I'm back home again now and the potential to plug myself into a virtual world of moving images is once again at my fingertips. But why would that be a bad thing?
I recently read a post on Phil Togwell's blog, which presented some thoughts on this. He'd been to visit some monks and while the thought of so much silence terrifies me, the monks explanation for his lifestyle really challenged me.
I've pinched the following paragraphs cos I thought it was so good:
The word obedience comes from Latin terms meaning 'to listen'. Obedience comes from listening... and it is this desire to listen (or to *learn* to listen, since so few of us are any good at listening) that shapes the monk's lives of silence.

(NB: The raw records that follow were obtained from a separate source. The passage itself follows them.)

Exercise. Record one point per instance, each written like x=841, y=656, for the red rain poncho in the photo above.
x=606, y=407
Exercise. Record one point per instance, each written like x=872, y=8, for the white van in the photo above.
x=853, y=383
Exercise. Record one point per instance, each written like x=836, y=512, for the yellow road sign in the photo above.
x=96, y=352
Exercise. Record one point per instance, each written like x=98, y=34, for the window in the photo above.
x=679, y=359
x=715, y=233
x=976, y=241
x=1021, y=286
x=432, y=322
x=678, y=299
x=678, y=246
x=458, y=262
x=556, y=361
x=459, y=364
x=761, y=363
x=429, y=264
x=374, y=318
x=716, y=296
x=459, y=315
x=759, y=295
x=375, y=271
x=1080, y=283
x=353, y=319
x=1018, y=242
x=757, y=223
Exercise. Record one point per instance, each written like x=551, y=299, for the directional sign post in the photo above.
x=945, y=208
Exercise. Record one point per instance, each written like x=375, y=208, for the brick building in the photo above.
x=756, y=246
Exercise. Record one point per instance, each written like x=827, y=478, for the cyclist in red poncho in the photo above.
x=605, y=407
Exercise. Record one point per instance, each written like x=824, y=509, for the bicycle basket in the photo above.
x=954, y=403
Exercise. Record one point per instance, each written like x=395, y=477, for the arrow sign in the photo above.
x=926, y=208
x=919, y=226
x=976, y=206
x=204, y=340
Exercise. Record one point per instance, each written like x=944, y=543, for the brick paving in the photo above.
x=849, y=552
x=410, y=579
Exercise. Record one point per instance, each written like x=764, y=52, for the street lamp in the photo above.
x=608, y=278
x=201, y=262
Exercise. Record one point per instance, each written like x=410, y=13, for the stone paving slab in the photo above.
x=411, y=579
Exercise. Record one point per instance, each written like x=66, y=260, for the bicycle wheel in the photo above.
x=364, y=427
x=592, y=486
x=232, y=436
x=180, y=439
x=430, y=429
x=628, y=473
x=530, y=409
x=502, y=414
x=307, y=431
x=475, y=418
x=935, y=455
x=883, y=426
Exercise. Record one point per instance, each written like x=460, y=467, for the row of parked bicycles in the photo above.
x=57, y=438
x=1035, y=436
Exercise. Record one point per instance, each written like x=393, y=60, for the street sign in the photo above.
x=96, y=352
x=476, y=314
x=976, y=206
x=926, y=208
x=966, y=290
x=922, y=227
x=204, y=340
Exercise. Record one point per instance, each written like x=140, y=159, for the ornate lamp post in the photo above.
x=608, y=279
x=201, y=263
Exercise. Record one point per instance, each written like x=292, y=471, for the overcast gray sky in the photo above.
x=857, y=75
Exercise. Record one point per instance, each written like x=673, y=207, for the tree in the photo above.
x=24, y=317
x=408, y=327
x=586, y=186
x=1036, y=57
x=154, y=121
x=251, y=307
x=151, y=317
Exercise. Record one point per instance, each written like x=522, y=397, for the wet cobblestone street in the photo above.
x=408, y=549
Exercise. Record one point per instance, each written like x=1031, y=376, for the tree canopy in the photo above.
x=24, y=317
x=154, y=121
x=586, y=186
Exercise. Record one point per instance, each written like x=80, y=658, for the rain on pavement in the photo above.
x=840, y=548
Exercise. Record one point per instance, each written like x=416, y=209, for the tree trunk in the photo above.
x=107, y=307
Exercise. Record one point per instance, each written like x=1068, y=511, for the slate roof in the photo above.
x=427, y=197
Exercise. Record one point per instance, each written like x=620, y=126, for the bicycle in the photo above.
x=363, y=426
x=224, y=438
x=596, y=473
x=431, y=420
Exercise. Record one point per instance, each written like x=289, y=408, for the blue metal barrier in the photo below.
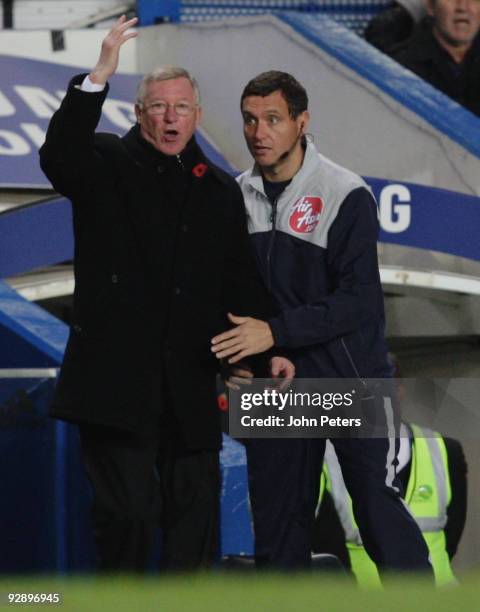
x=354, y=14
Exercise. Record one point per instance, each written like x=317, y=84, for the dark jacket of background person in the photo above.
x=161, y=255
x=424, y=56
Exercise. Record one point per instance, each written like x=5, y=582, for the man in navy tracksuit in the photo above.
x=314, y=227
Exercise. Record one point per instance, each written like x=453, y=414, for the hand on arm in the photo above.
x=239, y=376
x=248, y=337
x=109, y=55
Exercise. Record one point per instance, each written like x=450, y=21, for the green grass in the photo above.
x=242, y=593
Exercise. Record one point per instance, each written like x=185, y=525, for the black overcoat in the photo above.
x=161, y=255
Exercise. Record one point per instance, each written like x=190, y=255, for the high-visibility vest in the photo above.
x=427, y=497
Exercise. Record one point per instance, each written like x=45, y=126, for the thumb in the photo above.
x=237, y=320
x=275, y=368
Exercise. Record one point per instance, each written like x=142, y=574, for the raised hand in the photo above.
x=109, y=55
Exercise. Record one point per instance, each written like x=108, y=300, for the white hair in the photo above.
x=166, y=73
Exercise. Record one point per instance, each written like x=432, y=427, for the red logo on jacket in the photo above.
x=305, y=214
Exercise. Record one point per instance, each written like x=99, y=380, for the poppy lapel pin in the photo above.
x=199, y=170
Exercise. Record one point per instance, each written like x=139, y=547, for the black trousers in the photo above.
x=141, y=484
x=284, y=477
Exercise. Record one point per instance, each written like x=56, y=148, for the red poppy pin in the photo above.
x=199, y=170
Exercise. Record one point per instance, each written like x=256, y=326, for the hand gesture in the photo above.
x=248, y=337
x=109, y=55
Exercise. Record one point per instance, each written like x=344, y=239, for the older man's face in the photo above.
x=168, y=131
x=456, y=22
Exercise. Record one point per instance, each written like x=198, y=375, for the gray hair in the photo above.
x=166, y=73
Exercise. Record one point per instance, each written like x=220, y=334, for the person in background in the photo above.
x=162, y=254
x=433, y=473
x=444, y=50
x=394, y=24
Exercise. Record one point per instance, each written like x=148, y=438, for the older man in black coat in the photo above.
x=161, y=256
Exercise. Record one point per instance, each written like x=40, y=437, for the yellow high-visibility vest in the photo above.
x=428, y=496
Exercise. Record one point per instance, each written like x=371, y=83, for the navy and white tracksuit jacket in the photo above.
x=316, y=249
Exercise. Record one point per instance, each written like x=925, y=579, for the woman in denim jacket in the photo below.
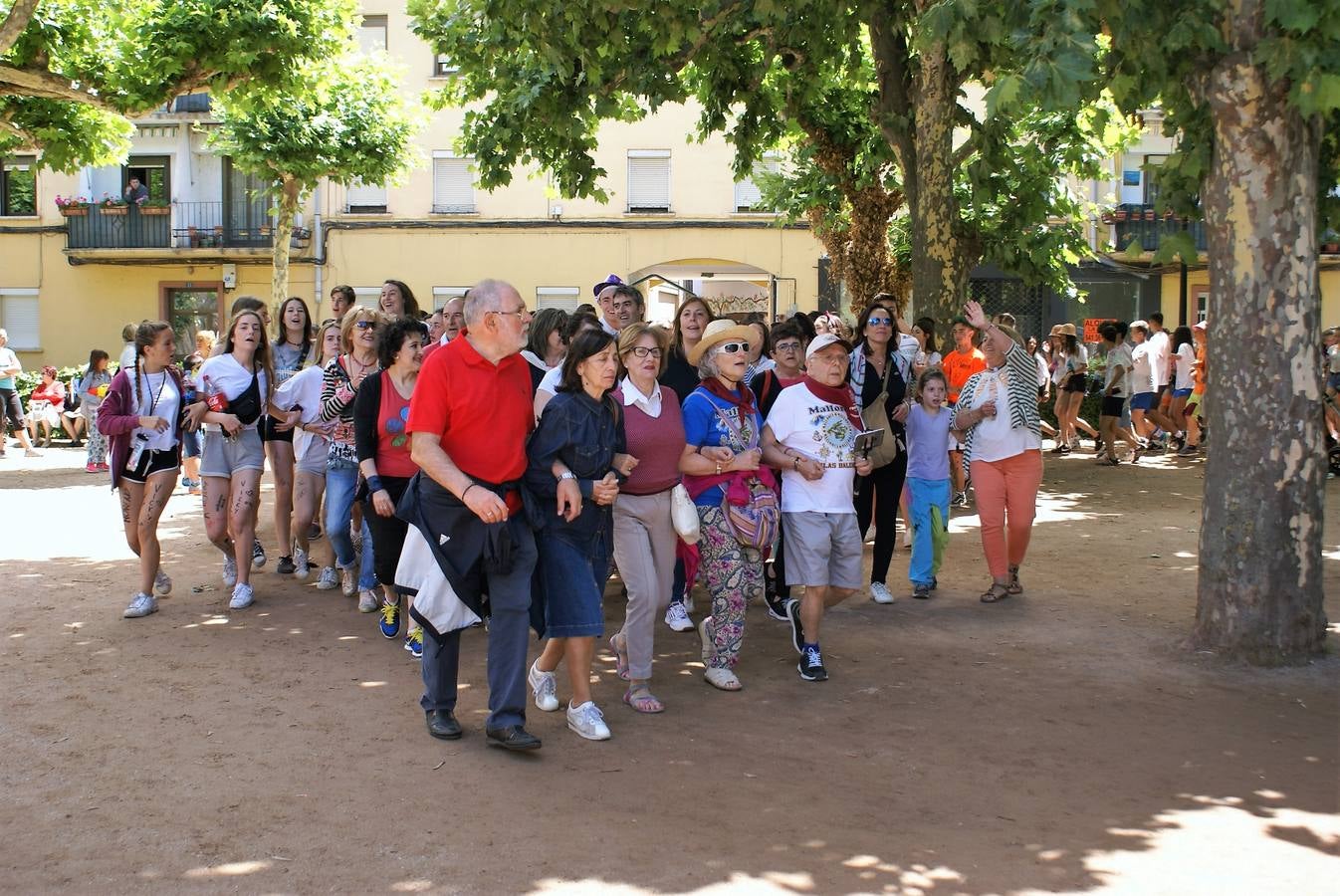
x=576, y=456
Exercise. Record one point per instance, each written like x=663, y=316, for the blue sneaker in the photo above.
x=390, y=623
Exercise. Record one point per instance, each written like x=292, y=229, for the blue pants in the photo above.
x=340, y=487
x=510, y=633
x=928, y=495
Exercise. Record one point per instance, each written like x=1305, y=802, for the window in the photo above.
x=564, y=298
x=442, y=295
x=453, y=183
x=364, y=198
x=371, y=34
x=649, y=179
x=19, y=319
x=19, y=186
x=747, y=192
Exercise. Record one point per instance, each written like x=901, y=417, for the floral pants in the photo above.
x=735, y=576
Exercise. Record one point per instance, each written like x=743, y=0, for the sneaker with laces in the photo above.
x=588, y=722
x=243, y=596
x=141, y=605
x=545, y=687
x=811, y=664
x=677, y=617
x=329, y=580
x=302, y=565
x=879, y=592
x=390, y=623
x=414, y=642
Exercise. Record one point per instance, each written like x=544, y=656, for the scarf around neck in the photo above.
x=840, y=395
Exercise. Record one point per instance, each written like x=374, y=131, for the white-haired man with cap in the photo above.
x=811, y=437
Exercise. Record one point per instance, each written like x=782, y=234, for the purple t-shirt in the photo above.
x=928, y=443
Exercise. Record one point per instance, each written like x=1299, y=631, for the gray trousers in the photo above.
x=643, y=550
x=510, y=633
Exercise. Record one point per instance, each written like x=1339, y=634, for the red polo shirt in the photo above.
x=483, y=411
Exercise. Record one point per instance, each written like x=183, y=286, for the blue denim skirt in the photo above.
x=572, y=578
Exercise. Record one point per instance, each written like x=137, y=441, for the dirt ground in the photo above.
x=1063, y=741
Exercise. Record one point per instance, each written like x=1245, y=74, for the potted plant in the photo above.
x=73, y=206
x=112, y=205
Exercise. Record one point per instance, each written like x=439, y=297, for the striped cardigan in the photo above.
x=1021, y=388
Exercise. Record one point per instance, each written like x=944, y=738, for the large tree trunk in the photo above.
x=1258, y=596
x=290, y=194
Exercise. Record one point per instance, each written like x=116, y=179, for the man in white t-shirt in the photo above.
x=811, y=435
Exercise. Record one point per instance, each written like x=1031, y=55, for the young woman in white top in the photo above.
x=233, y=457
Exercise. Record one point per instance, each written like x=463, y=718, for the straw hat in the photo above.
x=721, y=331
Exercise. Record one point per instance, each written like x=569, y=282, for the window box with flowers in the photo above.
x=73, y=206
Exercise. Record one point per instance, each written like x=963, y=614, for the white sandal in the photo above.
x=723, y=679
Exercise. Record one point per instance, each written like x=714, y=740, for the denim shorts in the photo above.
x=572, y=580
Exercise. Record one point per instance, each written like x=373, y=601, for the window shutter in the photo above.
x=649, y=179
x=366, y=197
x=20, y=319
x=453, y=185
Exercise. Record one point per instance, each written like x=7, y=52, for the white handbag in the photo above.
x=684, y=515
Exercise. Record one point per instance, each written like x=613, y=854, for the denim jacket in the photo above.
x=584, y=435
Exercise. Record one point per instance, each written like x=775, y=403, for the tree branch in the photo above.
x=28, y=82
x=20, y=14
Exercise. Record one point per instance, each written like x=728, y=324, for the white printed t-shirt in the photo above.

The monks aren't entirely silent (as Brother Thierry was demonstrating by speaking with us), but silence is their default. Whereas noise is probably our default. We're surrounded by the noise of machines and vehicles and people and busyness all the time... and then we fill any remaining cracks with music on iPods, on the radio, with shallow chattering (Benedict warns against "unnecessary" conversation) and with the (mostly rubbish) TV as soon as we sit down in the evenings.
And why do we do it? "Because," said Brother Thierry, "we are afraid to be alone with ourselves." In silence we encounter ourselves, including the stuff that we'd rather keep hidden away... the head-noise, the loneliness, the pain, the guilt, the fear, the honest cries of our hearts. The real us.